The fourth book of the Torah, Bamidbar, literally means “desert.” It covers the main events of the forty-year period of wandering through Sinai and the Arava into what is Jordan today, before reaching the East Bank of the River Jordan.
In mystical terms words have significance on many different levels. The most obvious example is the Hebrew root SFR which means a book SeFeR which involves reading. The same root SoFeR is a scribe, and applies to writing. The root LiSFoR is to count. And finally, to speak is LeSaFeR. The same root applies to all different ways in which we communicate and understand each other. Only the vowels change. When we look at a text or an object or a person there are so many ways of relating. There are many different levels, superficially, emotionally, objectively, with involvement or dispassionately, with commitment or detachment. Understanding a person, a text or an idea can involve a lot of different approaches or it can be simplified and thereby reduced to banality.

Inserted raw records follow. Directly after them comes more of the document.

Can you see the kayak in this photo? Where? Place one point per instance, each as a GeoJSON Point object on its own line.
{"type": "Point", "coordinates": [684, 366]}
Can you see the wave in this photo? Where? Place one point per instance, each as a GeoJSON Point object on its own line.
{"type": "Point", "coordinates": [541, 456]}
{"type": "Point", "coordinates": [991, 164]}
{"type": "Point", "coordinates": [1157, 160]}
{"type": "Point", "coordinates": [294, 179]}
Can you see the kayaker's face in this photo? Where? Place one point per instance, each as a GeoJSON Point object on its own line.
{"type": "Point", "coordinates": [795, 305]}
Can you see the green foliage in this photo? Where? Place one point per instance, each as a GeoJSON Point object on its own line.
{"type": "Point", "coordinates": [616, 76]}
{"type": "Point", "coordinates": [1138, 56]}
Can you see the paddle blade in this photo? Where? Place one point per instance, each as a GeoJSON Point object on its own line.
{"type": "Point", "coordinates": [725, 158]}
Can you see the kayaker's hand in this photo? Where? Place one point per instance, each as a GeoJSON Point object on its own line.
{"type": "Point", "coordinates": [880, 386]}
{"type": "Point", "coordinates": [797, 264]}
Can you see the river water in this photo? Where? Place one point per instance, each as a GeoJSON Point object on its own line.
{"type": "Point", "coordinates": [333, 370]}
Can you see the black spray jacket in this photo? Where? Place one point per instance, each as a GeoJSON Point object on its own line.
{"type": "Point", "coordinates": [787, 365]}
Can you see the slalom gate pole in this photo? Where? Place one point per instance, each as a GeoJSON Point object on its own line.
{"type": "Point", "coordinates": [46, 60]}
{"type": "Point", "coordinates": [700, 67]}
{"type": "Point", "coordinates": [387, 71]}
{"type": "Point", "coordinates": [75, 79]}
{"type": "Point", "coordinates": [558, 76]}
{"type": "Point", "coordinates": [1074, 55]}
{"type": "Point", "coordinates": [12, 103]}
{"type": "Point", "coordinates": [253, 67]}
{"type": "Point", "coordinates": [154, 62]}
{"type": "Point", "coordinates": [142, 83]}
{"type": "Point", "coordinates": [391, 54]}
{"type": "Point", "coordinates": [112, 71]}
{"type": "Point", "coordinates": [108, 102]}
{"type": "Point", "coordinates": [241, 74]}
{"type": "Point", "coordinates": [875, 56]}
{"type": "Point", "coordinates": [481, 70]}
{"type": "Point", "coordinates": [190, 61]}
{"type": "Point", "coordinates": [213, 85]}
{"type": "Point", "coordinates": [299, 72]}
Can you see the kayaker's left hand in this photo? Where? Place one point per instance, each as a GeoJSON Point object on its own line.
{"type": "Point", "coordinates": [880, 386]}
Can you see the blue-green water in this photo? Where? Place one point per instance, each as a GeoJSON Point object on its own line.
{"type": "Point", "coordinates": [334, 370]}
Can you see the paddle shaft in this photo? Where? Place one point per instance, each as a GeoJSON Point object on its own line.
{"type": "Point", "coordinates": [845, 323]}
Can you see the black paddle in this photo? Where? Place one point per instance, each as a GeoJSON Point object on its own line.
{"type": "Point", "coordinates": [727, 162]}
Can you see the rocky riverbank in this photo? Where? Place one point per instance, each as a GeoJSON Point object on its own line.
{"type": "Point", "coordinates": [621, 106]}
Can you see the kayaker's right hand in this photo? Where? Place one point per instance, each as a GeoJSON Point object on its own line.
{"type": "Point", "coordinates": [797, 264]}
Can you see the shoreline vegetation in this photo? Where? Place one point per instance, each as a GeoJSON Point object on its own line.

MIDBAR, wilderness, is another example of a word with multiple meanings. It has the same root as DaBeR to speak, and DaVaR an object. On the face of it a desert is empty. It is a silent zone of physical emptiness. But an expert, whether a scientist or a Bedouin, will be able to see amazing stories and worlds in the rocks and sands. Biologists discover the creatures and organisms that eke out a secret life in what appears to be barren lifelessness. Even silent objects can “speak” to one. The desert is a place of such silence that one can almost hear it. There is none of the constant noises and hums and rumbles and sirens that assail our ears and consciousness all the time in cities.
That is why the greatest of spiritual minds (of all religions) came alive in the desert. You need silence to be able to open your mind to God (just as you need people to be sensitive to humanity). The Israelites were taken out of metropolitan Egypt and into the empty silent desert to be more receptive to a Divine message. And its why in today’s busy noisy world we need occasions to take a break and retreat into a religious atmosphere.